Она чиркнула горящим взглядом по Аллиному лицу. Щеки Аллы вспыхнули и стали такого цвета, как волосы.
У Алки Сычевой был сутенер. Его звали Сим-Сим. По-настоящему его имя было Семен Гарькавый, но все телки звали его Сим-Сим. Так уж повелось.
В ресторане около Казанского Сим-Сим время от времени вылавливал себе новых девочек. Он поселял их в коммуналках вокруг площади Трех Вокзалов, снимая им комнатенки по дешевке. Он и Аллу выловил около вокзала. Алла тогда была Сычихой-с-платформы. Ее трепали за копейку. Ее рыжие волосы горели зимой, под падающим снегом, факелом — у нее не было зимней шапки. Московские зимы мягкие, думала она, девчонка из-под Красноярска, со станции Козулька, чепуха одна московские зимы. Она как приехала из Красноярска на Ярославский, так тут и осталась, на Площади. Сычиха всегда страшно хотела есть, торчала возле ресторана, жадно глядела в светящиеся окна, читала на окнах красные надписи на иностранных языках. Она видела — за стеклом стол, за столом человек. Человек сидит и сумрачно смотрит на нее. У человека тяжелый взгляд, раскосые глаза. Он одет в плохую одежду, как у нищего. Как пустили нищего в ресторан?
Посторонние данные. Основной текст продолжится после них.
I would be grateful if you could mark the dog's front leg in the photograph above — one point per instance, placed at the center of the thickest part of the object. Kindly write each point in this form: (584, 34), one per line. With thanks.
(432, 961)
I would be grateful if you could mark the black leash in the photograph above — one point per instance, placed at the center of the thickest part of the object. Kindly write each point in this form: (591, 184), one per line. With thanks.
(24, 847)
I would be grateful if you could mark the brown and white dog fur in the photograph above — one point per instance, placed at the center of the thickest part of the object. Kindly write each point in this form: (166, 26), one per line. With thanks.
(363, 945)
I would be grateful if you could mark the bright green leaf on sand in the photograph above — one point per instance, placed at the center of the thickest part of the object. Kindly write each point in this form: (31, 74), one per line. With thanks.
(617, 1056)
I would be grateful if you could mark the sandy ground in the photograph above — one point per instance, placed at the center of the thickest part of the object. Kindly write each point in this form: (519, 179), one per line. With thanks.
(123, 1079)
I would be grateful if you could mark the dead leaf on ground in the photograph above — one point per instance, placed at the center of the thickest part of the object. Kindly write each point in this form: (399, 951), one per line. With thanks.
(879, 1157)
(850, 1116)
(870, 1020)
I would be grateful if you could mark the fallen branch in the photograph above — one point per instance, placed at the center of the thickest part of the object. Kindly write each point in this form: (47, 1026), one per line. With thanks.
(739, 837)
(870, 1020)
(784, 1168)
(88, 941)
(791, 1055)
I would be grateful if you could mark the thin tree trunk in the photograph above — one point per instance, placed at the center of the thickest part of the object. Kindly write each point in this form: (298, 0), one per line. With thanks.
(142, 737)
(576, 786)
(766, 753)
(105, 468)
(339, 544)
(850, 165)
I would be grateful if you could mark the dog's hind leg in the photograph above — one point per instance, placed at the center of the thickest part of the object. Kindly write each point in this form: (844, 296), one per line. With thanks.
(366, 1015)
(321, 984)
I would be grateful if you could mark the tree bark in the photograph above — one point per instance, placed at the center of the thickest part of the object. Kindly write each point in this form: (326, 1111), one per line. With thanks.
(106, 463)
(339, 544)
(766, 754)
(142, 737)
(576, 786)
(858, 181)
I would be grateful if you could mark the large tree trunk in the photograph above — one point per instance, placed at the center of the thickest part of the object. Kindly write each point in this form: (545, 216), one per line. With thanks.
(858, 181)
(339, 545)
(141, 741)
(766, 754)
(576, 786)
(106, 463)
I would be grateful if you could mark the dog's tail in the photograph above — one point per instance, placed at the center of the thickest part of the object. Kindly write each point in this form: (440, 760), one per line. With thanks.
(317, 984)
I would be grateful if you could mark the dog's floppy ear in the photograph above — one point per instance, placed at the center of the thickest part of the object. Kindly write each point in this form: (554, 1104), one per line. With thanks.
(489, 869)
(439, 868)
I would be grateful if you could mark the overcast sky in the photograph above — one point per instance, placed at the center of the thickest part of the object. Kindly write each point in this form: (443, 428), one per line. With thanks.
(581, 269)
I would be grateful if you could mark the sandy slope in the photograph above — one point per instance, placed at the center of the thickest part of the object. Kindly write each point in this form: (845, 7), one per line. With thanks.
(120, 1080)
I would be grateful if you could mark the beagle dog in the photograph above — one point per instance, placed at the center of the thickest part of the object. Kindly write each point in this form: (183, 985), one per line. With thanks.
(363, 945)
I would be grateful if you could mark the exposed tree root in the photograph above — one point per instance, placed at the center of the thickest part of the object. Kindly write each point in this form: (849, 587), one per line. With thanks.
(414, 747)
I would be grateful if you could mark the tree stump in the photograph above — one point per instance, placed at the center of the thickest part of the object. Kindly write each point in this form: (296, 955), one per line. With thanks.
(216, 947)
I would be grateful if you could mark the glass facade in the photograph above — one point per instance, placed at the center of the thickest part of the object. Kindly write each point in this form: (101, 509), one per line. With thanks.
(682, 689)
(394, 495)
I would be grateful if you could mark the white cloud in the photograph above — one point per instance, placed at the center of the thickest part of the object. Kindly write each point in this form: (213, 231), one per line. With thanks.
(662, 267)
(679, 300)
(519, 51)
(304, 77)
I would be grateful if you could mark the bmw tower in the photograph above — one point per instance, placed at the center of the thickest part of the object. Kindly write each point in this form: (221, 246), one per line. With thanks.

Он ест хлеб и салат. На столе в графине — водка. Алла пристально глядит на него через мутное стекло. Человек глядит на нее. Хозяин ресторана благосклонен к человеку в затрапезке: он берет вино, много пьет, никогда не напивается, не буянит. Сычиха стоит и глядит, он глядит на нее и ест. Наливает водки из графина. Она ждет, что он сделает пригласительный жест рукой: иди сюда, я тебя угощу. Вместо ожидаемого жеста за стеклом на ее плечо ложится тяжелая рука. Это Сим-Сим. Он изловил ее. Она еще не знает, что это Сим-Сим. Что она попалась. Она цедит сквозь зубы: пошел вон, мразь, — и получает несильный, но отвратительно-унизительный удар по губам. «Еще раз так скажешь — выбью все зубы», - ослепительно, обещающе улыбается он. У него сальные темные волосы свисают на лоб, синяя щетина обнимает упитанные щеки.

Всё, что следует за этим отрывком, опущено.